Dr. Rochelle Walensky, the director of the Centers for Disease Control and Prevention, said Friday that Fox News host Sean Hannity’s recent claim that COVID vaccines don’t protect some people is “false,” in an unusually direct effort to correct misleading information.
Hannity said on his show Thursday that “the science shows the vaccine will not necessarily protect you. It’s not protecting many people.” Asked to respond Friday by MSNBC’s Ari Melber, Walensky said that the “vast majority of people in this country who are getting infected with COVID, who are showing up in the hospital with COVID, and now who are dying with COVID are people who have not received this vaccine.”
She said she believes Hannity’s claim is false. “Even if you happen to be one of the breakthrough cases, your case will be far milder than if you didn’t have a vaccine,” Walensky said.
But the CDC director conceded that may be changing, citing data from abroad that indicates vaccine protection may decline. “We are starting to see evidence of reduced protection against mild and moderate disease,” Walensky, along with other health officials said in an August 18 statement announcing a plan to administer booster shots. “Based on our latest assessment, the current protection against severe disease, hospitalization, and death could diminish in the months ahead.”

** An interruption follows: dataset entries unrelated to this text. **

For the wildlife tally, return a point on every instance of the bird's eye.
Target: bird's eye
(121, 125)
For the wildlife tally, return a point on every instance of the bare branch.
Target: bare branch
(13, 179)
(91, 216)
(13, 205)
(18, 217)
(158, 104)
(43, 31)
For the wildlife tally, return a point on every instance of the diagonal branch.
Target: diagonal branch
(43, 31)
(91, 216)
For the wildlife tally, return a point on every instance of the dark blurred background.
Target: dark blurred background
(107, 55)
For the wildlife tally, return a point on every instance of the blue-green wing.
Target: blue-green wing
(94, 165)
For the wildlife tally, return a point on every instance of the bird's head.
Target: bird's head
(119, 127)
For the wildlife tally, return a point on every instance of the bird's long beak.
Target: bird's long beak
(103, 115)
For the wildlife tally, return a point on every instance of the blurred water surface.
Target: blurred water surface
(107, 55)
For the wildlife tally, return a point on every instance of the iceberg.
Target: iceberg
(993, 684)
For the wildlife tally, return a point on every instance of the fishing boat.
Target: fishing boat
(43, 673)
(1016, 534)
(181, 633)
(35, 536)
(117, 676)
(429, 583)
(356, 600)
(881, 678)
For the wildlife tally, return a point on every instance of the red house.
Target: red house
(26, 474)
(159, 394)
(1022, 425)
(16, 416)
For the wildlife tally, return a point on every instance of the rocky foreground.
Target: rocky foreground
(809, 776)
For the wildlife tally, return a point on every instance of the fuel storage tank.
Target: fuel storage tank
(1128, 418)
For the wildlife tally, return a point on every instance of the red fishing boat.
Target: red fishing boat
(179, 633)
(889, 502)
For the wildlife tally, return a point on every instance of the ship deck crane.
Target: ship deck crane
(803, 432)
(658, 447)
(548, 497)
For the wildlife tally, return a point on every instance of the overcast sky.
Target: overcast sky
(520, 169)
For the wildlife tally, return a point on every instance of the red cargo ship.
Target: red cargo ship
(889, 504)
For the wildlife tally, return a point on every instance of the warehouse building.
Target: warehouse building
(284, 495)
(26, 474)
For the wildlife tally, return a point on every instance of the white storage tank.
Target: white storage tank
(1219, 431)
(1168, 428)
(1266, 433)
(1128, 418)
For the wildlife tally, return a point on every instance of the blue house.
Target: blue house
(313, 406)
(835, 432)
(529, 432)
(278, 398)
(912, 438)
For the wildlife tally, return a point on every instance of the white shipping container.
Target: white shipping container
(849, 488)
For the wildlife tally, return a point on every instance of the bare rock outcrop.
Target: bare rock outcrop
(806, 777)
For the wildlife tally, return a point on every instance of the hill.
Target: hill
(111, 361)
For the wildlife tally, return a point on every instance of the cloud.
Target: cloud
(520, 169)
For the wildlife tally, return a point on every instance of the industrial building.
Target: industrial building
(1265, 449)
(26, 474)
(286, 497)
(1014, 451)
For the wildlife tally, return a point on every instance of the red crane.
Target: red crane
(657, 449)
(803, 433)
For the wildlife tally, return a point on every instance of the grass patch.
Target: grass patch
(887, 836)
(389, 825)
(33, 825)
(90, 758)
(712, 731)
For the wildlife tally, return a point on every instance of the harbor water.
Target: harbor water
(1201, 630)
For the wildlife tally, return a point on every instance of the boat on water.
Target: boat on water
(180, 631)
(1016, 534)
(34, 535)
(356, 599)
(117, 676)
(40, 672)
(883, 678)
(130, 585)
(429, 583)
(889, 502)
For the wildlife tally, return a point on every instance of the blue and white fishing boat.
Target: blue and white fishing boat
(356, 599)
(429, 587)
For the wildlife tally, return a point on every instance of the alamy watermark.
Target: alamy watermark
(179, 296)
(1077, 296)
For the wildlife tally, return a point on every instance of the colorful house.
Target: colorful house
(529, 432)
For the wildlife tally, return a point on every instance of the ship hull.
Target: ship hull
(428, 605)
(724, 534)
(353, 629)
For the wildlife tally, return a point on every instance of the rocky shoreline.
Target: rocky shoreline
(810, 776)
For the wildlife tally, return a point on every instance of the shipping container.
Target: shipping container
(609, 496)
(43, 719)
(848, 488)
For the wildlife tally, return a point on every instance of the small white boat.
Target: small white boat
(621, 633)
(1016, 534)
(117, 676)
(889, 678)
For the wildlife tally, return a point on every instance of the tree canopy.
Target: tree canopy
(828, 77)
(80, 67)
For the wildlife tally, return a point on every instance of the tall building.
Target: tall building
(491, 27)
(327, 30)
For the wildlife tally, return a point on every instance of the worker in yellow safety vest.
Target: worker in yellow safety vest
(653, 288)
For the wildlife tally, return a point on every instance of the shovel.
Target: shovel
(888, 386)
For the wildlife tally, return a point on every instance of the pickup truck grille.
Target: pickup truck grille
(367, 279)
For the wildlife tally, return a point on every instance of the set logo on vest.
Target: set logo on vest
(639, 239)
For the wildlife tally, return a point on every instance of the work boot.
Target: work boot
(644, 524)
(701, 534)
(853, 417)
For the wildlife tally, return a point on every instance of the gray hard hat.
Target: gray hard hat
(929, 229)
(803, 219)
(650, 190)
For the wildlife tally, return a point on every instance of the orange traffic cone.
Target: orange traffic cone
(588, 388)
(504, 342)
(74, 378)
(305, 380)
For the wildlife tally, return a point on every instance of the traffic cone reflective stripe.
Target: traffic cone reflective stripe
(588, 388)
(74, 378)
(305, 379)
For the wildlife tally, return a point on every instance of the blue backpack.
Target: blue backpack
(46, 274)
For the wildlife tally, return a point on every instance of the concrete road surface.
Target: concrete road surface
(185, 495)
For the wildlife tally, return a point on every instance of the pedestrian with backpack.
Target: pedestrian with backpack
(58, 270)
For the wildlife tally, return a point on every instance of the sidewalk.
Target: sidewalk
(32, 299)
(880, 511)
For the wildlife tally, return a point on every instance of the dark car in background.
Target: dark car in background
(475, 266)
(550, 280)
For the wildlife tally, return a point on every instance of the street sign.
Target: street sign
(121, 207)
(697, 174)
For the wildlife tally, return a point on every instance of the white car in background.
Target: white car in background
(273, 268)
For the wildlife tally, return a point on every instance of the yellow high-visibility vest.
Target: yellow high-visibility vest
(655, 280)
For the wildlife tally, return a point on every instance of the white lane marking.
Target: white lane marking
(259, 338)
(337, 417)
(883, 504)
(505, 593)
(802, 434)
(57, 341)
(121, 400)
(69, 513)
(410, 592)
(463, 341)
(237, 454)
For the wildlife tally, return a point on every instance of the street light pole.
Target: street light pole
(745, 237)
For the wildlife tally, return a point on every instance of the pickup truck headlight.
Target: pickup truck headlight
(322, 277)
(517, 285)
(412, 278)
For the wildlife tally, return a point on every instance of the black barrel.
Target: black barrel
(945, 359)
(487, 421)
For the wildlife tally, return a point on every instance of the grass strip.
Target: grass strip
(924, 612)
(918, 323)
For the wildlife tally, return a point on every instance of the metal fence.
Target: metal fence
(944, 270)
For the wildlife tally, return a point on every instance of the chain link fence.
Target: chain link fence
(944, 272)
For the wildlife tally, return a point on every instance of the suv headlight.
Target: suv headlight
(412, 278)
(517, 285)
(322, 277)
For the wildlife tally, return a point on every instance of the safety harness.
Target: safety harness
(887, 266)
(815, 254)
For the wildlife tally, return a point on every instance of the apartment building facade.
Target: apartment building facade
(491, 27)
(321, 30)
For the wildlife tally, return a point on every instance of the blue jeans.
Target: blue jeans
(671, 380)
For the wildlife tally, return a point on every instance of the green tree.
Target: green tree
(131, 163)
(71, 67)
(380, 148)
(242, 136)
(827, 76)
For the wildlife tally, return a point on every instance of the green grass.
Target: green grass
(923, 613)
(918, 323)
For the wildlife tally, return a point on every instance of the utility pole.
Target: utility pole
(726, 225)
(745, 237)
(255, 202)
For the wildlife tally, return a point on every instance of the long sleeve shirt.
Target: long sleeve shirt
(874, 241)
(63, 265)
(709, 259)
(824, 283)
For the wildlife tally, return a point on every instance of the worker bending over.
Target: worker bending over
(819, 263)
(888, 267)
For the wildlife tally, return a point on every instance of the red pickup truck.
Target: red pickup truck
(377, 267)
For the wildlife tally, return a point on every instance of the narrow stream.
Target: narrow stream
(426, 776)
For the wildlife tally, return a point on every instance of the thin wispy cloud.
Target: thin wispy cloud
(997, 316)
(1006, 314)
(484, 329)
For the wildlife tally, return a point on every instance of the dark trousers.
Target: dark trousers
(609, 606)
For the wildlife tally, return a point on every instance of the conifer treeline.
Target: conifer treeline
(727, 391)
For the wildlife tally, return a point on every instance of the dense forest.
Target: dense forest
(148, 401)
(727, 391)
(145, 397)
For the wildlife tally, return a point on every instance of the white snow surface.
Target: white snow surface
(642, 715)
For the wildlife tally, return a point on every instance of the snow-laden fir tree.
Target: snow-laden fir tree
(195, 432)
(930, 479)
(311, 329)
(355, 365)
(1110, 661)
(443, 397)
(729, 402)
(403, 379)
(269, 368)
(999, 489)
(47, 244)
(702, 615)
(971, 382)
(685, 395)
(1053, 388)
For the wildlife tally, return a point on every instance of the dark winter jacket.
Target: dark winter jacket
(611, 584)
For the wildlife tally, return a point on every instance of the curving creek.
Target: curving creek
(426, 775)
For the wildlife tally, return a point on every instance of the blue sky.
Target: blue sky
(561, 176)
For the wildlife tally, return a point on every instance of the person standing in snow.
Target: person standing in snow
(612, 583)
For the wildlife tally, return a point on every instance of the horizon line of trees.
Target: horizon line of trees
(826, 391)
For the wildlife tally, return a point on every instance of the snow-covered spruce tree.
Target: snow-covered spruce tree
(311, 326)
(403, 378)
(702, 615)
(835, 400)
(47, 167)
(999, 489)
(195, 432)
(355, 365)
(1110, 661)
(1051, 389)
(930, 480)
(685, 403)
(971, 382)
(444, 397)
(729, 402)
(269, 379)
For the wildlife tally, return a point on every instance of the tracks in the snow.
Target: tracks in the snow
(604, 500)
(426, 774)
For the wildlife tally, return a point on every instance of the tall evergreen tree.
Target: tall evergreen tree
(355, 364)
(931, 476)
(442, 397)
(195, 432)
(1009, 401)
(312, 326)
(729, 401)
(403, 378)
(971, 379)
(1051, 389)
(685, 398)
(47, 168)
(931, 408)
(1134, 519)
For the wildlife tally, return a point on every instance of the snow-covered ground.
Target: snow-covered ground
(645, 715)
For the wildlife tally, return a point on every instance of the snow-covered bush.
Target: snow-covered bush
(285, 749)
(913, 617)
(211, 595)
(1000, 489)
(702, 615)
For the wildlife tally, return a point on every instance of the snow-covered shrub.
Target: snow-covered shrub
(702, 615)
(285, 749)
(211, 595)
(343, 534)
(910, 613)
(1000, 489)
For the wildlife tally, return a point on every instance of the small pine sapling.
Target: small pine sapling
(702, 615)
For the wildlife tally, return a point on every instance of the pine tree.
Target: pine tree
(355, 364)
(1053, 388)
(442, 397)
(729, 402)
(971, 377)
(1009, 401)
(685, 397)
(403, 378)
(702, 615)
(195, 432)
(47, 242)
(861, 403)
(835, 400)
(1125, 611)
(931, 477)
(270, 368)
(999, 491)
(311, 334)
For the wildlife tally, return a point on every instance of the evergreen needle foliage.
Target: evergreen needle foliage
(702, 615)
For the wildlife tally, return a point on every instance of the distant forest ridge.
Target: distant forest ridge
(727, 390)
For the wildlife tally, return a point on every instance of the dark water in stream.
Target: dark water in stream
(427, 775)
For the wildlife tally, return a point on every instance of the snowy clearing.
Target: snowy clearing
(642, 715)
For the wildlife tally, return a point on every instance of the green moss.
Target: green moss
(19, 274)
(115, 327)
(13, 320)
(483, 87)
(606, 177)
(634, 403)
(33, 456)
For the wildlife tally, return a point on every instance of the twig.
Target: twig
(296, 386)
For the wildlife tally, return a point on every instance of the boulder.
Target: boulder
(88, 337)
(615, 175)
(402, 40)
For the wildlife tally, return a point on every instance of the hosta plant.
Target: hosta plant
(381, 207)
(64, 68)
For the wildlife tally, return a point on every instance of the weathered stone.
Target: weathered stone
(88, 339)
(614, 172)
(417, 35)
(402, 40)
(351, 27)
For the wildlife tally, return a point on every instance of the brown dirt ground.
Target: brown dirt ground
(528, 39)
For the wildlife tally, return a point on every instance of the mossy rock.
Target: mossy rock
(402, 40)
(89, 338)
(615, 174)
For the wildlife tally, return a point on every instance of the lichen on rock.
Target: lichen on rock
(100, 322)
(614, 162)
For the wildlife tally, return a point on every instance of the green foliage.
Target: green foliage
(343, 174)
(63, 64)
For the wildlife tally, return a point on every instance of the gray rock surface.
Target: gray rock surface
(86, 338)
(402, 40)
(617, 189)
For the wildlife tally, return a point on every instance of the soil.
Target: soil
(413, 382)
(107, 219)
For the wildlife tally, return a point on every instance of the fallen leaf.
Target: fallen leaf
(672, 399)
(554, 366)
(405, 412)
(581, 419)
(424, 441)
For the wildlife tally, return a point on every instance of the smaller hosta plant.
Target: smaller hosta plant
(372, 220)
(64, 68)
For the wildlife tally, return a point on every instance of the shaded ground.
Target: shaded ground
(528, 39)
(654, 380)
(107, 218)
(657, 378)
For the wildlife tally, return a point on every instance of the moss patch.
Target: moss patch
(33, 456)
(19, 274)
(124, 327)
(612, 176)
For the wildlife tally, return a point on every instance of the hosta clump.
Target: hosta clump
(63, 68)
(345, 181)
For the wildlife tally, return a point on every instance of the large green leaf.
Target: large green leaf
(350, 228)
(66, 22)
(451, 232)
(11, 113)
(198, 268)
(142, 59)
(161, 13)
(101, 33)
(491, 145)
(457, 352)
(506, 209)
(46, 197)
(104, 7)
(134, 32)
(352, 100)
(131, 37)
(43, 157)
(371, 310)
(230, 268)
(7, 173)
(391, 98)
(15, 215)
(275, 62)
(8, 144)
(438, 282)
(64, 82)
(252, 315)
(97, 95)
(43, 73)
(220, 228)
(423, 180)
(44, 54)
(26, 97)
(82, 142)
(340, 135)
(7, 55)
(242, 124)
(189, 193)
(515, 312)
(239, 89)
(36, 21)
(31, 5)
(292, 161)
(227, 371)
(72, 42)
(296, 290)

Walensky and other health officials face the challenge of convincing unvaccinated people to get shots while also explaining the need for boosters. While people like Hannity can cite breakthrough cases to misleadingly dismiss the value of getting vaccinated at all, public health officials make a more complicated, though perfectly logical, argument: Vaccines provide protection against COVID, especially severe outcomes and death. But that protection may diminish over time.
This exchange comes as more public and private organizations are enforcing vaccine mandates. The University of Virginia on Friday announced that it had “unenrolled” 238 students for failure to comply with the school’s vaccine mandate.
Many more mandates are likely to come after the Food and Drug Administration’s expected approval of Pfizer’s COVID vaccine next week. Moderna’s application for full approval for its vaccine is expected to come “at least several weeks” later, according to the New York Times. Still, the Pfizer approval alone will probably offer a green light for public and private organizations that held off on mandates pending an FDA approval. The Pentagon, for instance, is expected to cite the approval in requiring about 1.3 million active-duty troop to get vaccines.